The program was begun in April, 1991, by former Manual Arts Principal Marvin Starr. The Arco Foundation provided $5,000 for an educational consultant who helped draft the proposal, and the state Alcohol and Drug Program Office then committed $500,000 annually to the program for three years.
The Parent Patrol highlights the program’s community-involvement goal. Vasquez, for example, began working at the school after his 17-year-old cousin, a Manual Arts student, became pregnant by a local gang member. “I was real mad and I went to the school and was telling (school officials), ‘It’s your fault,’ ” said Vasquez, 34.
School officials invited Vasquez to help at the school, and soon he was assisting with campus security and Spanish translation. He also helped students form a Latino musical group.
Other patrol officers agreed that their purpose is more to be friends and counselors to students than law enforcers.

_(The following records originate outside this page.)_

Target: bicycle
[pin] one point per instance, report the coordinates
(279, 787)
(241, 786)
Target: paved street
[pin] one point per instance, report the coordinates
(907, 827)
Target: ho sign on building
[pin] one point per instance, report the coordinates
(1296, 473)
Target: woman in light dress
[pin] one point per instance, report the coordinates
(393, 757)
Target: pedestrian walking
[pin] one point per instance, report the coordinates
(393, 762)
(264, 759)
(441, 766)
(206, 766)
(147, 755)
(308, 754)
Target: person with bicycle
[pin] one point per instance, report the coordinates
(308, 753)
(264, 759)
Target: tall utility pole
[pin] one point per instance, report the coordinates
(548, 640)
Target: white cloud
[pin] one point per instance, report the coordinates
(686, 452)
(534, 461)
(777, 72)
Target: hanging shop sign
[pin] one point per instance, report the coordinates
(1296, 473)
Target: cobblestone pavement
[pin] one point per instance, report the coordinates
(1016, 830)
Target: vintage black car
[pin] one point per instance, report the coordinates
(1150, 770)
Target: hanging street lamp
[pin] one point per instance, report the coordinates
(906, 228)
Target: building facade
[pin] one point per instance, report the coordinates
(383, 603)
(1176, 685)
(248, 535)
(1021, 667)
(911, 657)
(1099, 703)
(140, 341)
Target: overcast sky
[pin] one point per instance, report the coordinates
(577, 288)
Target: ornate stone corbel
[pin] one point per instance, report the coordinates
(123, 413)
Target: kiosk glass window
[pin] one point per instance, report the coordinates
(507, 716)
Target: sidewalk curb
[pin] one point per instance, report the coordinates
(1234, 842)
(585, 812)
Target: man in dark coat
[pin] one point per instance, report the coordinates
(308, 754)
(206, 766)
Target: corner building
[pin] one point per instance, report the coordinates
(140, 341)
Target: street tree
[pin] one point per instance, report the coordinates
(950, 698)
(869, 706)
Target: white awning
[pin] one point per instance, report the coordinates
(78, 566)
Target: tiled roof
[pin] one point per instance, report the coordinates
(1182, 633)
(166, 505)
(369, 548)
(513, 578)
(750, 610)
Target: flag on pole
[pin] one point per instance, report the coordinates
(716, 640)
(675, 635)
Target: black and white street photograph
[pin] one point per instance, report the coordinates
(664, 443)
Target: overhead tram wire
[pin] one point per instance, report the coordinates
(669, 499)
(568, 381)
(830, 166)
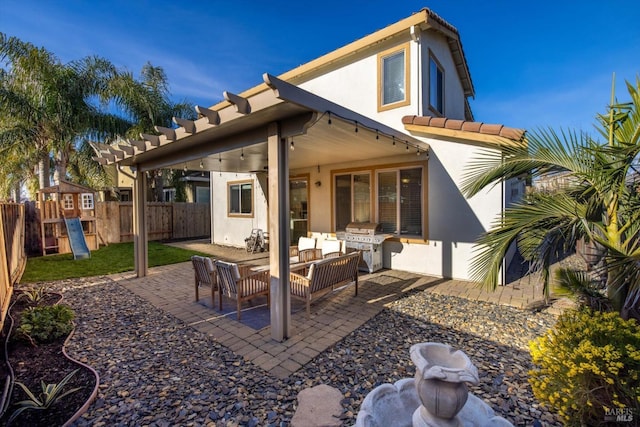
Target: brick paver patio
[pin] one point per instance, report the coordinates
(170, 288)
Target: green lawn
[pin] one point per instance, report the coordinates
(114, 258)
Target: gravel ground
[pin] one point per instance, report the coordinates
(157, 371)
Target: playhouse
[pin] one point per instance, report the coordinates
(67, 215)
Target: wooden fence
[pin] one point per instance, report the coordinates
(165, 221)
(12, 254)
(114, 222)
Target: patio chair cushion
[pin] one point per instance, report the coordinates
(329, 246)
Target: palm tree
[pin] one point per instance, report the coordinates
(48, 107)
(597, 204)
(147, 103)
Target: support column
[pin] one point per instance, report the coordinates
(278, 153)
(140, 242)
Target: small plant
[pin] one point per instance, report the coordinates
(33, 295)
(51, 394)
(45, 324)
(588, 366)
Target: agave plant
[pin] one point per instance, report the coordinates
(51, 394)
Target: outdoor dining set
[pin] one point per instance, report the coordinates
(317, 267)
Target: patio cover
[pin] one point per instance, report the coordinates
(253, 132)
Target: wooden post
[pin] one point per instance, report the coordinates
(140, 242)
(278, 154)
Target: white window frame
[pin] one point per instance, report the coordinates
(240, 185)
(374, 172)
(87, 201)
(398, 232)
(437, 85)
(169, 195)
(67, 202)
(406, 87)
(203, 193)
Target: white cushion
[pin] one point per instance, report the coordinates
(331, 246)
(306, 243)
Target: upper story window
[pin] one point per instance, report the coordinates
(393, 78)
(436, 86)
(240, 196)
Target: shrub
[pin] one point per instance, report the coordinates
(46, 323)
(588, 367)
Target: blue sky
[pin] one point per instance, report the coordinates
(533, 64)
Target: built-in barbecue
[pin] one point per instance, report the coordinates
(366, 237)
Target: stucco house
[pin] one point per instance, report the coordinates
(377, 131)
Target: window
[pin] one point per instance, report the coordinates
(87, 201)
(67, 201)
(393, 78)
(240, 198)
(169, 194)
(395, 200)
(203, 195)
(353, 199)
(436, 86)
(400, 201)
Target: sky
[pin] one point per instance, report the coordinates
(534, 64)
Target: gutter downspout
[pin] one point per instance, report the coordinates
(414, 32)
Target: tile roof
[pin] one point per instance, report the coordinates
(467, 126)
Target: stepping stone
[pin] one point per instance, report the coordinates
(318, 406)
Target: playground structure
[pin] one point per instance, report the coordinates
(67, 220)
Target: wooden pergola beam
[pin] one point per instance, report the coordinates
(188, 125)
(169, 133)
(212, 116)
(241, 104)
(154, 140)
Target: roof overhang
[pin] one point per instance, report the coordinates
(234, 137)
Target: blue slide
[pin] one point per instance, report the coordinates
(76, 239)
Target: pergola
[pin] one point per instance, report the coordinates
(254, 132)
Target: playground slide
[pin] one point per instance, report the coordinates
(76, 238)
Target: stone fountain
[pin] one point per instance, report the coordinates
(437, 396)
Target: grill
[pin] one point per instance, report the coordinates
(366, 237)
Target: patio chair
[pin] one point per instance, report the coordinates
(331, 248)
(205, 275)
(241, 283)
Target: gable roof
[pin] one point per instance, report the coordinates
(489, 134)
(425, 19)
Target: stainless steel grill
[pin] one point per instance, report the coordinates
(366, 237)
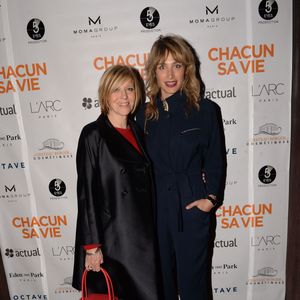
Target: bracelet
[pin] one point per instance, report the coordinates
(92, 253)
(212, 200)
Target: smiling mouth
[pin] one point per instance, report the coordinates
(171, 84)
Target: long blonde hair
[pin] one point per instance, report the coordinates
(182, 53)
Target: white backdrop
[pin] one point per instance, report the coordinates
(53, 54)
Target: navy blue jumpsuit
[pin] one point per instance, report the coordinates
(183, 144)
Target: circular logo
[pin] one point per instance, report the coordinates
(268, 9)
(267, 174)
(57, 187)
(149, 17)
(35, 29)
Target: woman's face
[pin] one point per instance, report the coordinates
(170, 76)
(121, 100)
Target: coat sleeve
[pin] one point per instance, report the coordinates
(89, 230)
(215, 156)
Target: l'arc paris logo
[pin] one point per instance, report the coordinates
(149, 17)
(35, 29)
(57, 187)
(267, 174)
(268, 9)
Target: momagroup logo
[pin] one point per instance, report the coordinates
(52, 149)
(244, 216)
(267, 276)
(21, 78)
(268, 92)
(8, 140)
(94, 27)
(221, 94)
(36, 30)
(267, 175)
(246, 59)
(212, 17)
(10, 253)
(12, 165)
(57, 187)
(11, 193)
(65, 287)
(40, 226)
(46, 109)
(88, 103)
(268, 134)
(149, 19)
(265, 243)
(8, 110)
(268, 10)
(223, 269)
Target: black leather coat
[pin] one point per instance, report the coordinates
(116, 209)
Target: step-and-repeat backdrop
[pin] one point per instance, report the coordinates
(52, 55)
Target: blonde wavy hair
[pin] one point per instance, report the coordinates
(182, 53)
(115, 76)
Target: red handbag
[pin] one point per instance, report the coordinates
(110, 288)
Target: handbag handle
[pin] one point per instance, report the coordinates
(110, 288)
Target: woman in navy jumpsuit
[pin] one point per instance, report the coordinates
(184, 140)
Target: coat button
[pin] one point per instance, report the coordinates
(124, 193)
(123, 171)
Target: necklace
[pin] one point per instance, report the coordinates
(165, 105)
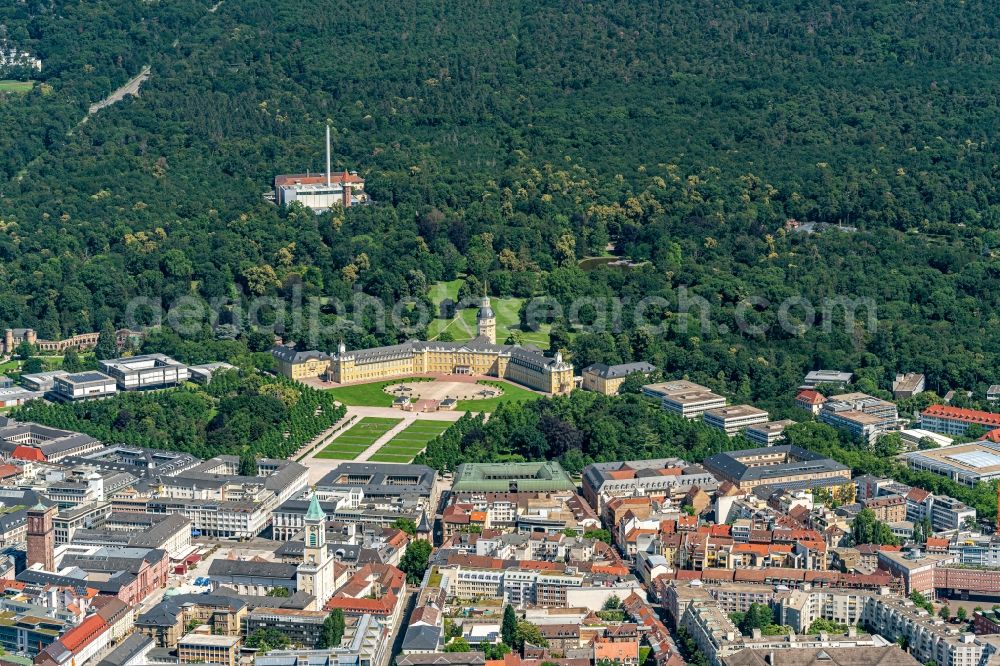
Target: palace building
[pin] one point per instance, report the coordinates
(527, 366)
(479, 356)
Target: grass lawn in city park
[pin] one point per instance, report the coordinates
(357, 438)
(16, 86)
(370, 395)
(463, 325)
(410, 441)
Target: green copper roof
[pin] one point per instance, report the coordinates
(315, 511)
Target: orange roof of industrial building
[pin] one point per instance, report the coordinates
(962, 414)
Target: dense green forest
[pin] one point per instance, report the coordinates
(509, 140)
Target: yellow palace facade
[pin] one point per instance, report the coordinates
(479, 356)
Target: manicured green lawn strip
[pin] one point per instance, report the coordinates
(358, 437)
(16, 86)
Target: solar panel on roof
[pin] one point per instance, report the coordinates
(977, 459)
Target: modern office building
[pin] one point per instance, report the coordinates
(31, 441)
(303, 627)
(913, 437)
(785, 465)
(967, 464)
(150, 371)
(83, 386)
(833, 377)
(907, 385)
(200, 648)
(735, 418)
(769, 433)
(512, 477)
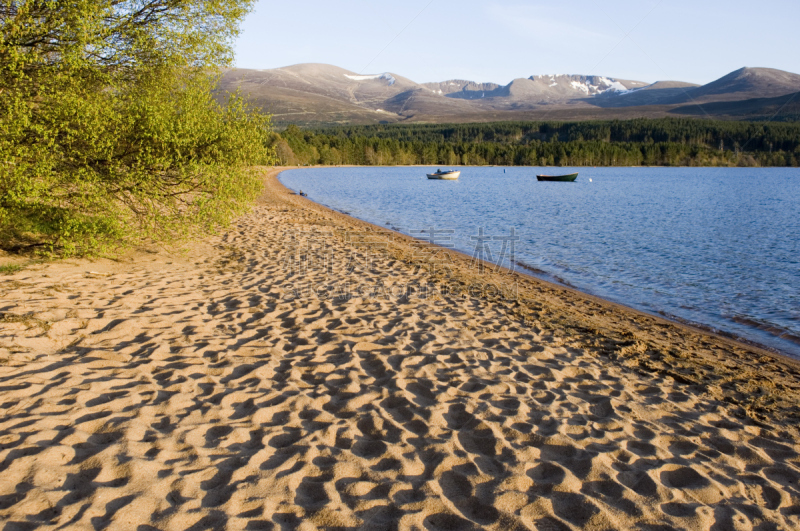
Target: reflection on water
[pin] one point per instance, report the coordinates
(714, 246)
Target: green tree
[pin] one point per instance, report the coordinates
(109, 131)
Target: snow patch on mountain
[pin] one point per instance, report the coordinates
(388, 77)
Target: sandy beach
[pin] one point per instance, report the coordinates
(306, 370)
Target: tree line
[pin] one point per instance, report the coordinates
(648, 142)
(109, 131)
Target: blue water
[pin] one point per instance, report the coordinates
(718, 247)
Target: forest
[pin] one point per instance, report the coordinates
(640, 142)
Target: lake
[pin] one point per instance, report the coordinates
(719, 247)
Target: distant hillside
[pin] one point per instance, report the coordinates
(318, 94)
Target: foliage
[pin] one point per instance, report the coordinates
(109, 132)
(663, 142)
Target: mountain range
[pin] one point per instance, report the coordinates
(318, 94)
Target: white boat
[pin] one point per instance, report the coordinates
(449, 175)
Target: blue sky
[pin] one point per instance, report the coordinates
(646, 40)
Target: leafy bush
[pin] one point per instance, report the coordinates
(109, 131)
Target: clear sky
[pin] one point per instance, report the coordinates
(498, 40)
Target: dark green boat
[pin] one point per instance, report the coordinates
(561, 178)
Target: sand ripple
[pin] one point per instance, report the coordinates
(205, 393)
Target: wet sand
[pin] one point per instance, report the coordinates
(308, 370)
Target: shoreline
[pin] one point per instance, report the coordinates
(212, 390)
(549, 279)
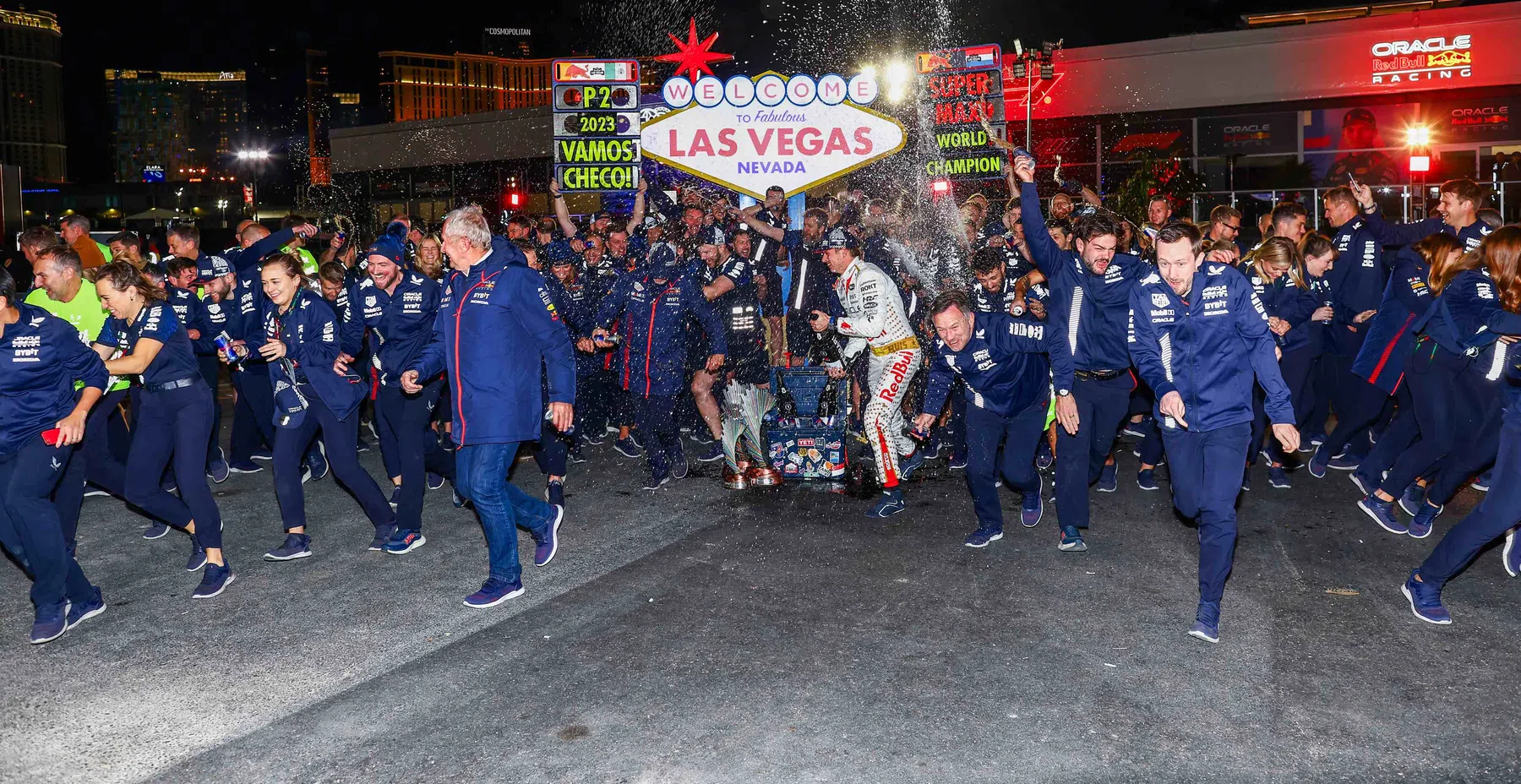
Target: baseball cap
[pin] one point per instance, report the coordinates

“We’re not actually security,” said Cedric Wright, an amiable 1978 graduate of Manual Arts. “We make it known we’re here for the safety of the students. We talk to the kids, try to find out what problems they have.”
Although some students said the patrols haven’t kept them from ditching class, others said their presence has made a difference. The number of student cars cruising the neighborhood has dropped, some said.
“I’ve noticed a good decrease in the number of students hanging around,” said Kelvin Young, a manager at the McDonald’s on Martin Luther King Jr. Boulevard, across the street from Manual Arts. “When the students see (Parent Patrol officers), they know it’s time to go.”